# Ballistics Software



## AdamFisk (Jan 30, 2005)

I know there are all kinds of free ballistics calculators on the web. It appears they are good for basic info. First question, which ones do you guys like and why?

Second question, I've been throwing the idea around of buying a software program. Sierra's Infinity is the only one I've came across so far. Is the info gained worth the price to buy a program, even if a guy would probably only use half the features? Any other recommendations?

Thanks!!!


----------



## KurtR (May 3, 2008)

berger has a free one that i like. seems like alot of people like the jbm one to. i know there are some that you can download on a ipod or blackberry to.for use out in the field


----------



## southdakbearfan (Oct 11, 2004)

I downloaded a free one, Point Blank I believe. Has lots of nice options and has been almost exactly on with the others I have checked it against.


----------



## MagnumManiac (Feb 19, 2008)

PointBlank is a very user friendly program, I use it often, but you must have a chronograph to use it's features to your advantage, you will also need a list of all the BC's of your chosen bullets.
I also have ExBal and QuickLoad, which have far more features than PointBlank, but as a basic program PointBlank is hard to fault.
If you get PointBlank first before buying one, you can see what features you may want on top of what it has, and buy according to your needs once ready to do so.
This is what I did as my needs grew.
:thumb:


----------



## Swifty56 (Sep 14, 2009)

RCBS Dot Load- is a good program as it allows importation of chrony reading, and also has a very good ballistics library that is up to date with the latest bullets, the reloading manual side of it leaves a little to be desired, but does give good basic loads for most popular calibers and some wildcats.
Sierra Infinitey-Its a superb ballistics program, can be had with the Ver.5 manual on CD Rom, or can be had with the manual in printed form, or just the ballistics software by itself. Infinety doesnt allow importation of chrony data, but is the most complete ballistics program I have used. 
I have and use both, but hands down Sierras ballistics software is the cats meow.

Swifty


----------



## huntin1 (Nov 14, 2003)

I use Sierra Infinity most often. But, I've used Point Blank too. Also a very good on-line calculator is JBM: http://www.jbmballistics.com/calculatio ... ions.shtml

I've used a few others as well, but these three are what I use the most.

huntin1


----------



## in2chaos (Jun 14, 2010)

if you have an ipod touch i suggest the program from knights armament...It rocks!


----------



## Savage260 (Oct 21, 2007)

A co worker of mine has the KA program on his touch, and that is SWEET! Can store tons of info! I may have to upgrade to the touch


----------



## AdamFisk (Jan 30, 2005)

I was due for a new phone for quite some time. I really have no use for them fancy internet phones and was not going to buy one, although always figured they'd be nice to have. I found out there was a ballistics program "Shooter" for the Android OS. Well, decision was easy after that.  Before I even left the Verizon shop I had shooter downloaded on my phone. It is a damn fine program, with a hell of a bullet libray. You can set it up so it automatically plugs in temp, altitude, humidity, wind etc based off of some weather program, for your current area. You can also hold the damn phone up, and it will measure your wind angle, don't ask me how.
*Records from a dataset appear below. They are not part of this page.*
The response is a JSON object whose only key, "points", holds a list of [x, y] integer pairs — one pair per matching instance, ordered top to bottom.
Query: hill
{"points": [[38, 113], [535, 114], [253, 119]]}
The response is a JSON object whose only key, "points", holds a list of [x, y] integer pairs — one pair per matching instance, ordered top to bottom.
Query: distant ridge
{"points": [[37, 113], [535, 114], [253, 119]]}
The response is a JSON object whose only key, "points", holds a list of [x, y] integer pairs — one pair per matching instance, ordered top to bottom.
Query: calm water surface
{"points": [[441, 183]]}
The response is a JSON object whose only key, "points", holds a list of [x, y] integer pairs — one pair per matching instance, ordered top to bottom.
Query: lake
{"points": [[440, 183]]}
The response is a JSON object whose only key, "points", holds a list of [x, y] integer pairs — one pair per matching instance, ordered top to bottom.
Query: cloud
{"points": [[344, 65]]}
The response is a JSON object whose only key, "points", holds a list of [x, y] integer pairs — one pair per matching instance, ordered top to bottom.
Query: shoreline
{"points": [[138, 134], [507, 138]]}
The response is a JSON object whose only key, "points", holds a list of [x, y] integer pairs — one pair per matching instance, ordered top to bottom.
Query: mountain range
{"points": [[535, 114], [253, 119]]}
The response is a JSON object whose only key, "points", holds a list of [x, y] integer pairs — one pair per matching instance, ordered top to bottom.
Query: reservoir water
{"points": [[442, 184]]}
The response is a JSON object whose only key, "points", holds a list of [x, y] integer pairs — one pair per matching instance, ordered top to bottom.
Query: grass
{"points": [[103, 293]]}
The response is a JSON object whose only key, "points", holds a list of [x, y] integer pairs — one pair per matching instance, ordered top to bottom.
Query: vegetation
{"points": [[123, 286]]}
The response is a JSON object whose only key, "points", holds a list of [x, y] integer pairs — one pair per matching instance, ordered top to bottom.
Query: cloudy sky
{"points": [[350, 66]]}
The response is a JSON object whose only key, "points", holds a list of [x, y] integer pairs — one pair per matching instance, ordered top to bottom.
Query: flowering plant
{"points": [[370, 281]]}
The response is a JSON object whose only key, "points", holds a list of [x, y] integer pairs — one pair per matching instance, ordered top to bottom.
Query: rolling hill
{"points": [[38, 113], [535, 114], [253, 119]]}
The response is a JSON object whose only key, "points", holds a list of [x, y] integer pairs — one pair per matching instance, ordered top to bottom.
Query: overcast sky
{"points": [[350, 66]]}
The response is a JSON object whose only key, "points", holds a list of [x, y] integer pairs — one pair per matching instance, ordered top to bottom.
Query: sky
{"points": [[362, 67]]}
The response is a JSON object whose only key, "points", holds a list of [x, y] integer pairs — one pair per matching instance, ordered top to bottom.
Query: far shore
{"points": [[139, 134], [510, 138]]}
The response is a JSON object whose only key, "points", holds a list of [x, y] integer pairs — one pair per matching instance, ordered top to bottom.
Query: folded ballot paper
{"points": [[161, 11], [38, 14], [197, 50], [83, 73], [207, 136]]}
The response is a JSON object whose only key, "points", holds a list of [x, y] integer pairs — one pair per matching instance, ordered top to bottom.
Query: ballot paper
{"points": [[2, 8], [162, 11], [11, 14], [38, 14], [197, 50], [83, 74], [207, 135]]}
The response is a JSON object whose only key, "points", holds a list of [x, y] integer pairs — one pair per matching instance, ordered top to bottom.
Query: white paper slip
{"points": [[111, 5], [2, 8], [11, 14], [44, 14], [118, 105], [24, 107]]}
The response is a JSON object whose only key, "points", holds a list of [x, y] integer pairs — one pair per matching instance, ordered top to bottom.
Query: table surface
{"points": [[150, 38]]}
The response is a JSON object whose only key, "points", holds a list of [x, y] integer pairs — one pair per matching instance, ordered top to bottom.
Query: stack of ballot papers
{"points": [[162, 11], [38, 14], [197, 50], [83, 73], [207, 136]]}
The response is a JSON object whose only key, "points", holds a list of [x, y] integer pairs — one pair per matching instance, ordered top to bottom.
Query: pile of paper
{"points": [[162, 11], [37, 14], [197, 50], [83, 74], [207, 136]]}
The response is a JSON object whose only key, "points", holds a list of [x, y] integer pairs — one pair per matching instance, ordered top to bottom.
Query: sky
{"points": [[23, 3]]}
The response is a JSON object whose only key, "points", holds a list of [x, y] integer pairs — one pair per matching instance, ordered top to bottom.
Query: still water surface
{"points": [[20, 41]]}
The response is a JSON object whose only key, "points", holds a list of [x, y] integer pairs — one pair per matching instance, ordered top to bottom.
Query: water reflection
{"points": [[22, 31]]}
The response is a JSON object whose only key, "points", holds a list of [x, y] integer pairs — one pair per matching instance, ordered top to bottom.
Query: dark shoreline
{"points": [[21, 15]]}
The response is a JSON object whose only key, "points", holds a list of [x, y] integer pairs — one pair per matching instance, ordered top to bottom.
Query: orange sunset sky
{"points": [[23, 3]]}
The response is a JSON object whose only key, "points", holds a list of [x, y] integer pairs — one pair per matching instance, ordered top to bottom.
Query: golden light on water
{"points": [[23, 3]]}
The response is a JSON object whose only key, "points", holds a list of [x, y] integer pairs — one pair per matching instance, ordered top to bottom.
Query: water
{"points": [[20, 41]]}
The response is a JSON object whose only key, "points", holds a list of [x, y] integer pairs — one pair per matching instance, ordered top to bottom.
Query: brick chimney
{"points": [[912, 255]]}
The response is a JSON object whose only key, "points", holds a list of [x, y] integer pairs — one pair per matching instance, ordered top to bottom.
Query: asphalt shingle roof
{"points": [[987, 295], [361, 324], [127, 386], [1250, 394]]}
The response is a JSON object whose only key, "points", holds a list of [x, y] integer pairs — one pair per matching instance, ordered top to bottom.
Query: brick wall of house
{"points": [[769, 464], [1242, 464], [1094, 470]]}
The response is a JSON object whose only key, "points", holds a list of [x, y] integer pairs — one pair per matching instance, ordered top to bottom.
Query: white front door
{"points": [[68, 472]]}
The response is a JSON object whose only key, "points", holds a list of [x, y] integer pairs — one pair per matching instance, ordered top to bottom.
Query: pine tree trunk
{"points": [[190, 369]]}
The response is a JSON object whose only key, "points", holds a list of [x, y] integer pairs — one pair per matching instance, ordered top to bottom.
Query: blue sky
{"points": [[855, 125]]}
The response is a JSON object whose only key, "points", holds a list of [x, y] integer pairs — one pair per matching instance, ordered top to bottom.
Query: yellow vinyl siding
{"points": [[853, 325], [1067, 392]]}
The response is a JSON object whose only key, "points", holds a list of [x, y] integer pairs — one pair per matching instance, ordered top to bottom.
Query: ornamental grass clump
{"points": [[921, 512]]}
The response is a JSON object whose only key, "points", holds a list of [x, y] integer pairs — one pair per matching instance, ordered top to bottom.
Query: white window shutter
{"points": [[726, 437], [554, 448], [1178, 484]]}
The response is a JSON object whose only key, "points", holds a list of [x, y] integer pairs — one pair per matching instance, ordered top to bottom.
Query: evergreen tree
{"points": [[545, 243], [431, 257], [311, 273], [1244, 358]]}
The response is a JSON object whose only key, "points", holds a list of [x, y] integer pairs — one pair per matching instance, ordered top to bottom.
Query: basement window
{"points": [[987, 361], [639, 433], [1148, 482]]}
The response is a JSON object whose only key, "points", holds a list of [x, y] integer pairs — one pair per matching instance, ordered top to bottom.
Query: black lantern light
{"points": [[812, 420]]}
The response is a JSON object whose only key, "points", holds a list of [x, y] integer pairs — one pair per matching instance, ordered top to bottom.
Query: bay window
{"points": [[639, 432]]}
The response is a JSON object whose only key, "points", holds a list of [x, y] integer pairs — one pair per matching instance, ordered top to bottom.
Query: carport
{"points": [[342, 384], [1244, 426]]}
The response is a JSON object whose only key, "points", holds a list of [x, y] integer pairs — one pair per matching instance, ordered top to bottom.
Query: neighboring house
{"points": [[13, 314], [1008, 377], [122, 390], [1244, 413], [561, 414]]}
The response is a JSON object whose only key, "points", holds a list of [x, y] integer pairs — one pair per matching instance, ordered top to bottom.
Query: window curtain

It's pretty damn cool actually. The guy has a website if you want to look into it. Or if you already have a smart phone that has a Droid OS (better look into what version you need), go to your phones market and download it, it's only $10.


----------



## AdamFisk (Jan 30, 2005)

By the way, the phone I purchased was the HTC Incredible....That app works dang slick on that phone, in case you're wondering.


----------



## Savage260 (Oct 21, 2007)

That is the beauty of the Touch. You don't need to spend $150+ a month to get a ballistics program. It can automatically download weather info just like the droid, and also does your angles. If you need a phone any way, that Incredible is one sweet phone! Another co-worker just got one this week and I was checking it out at work tonight. I already have a Black Berry, with a year and a half left on the contract, so the Touch is a much better option for me.


----------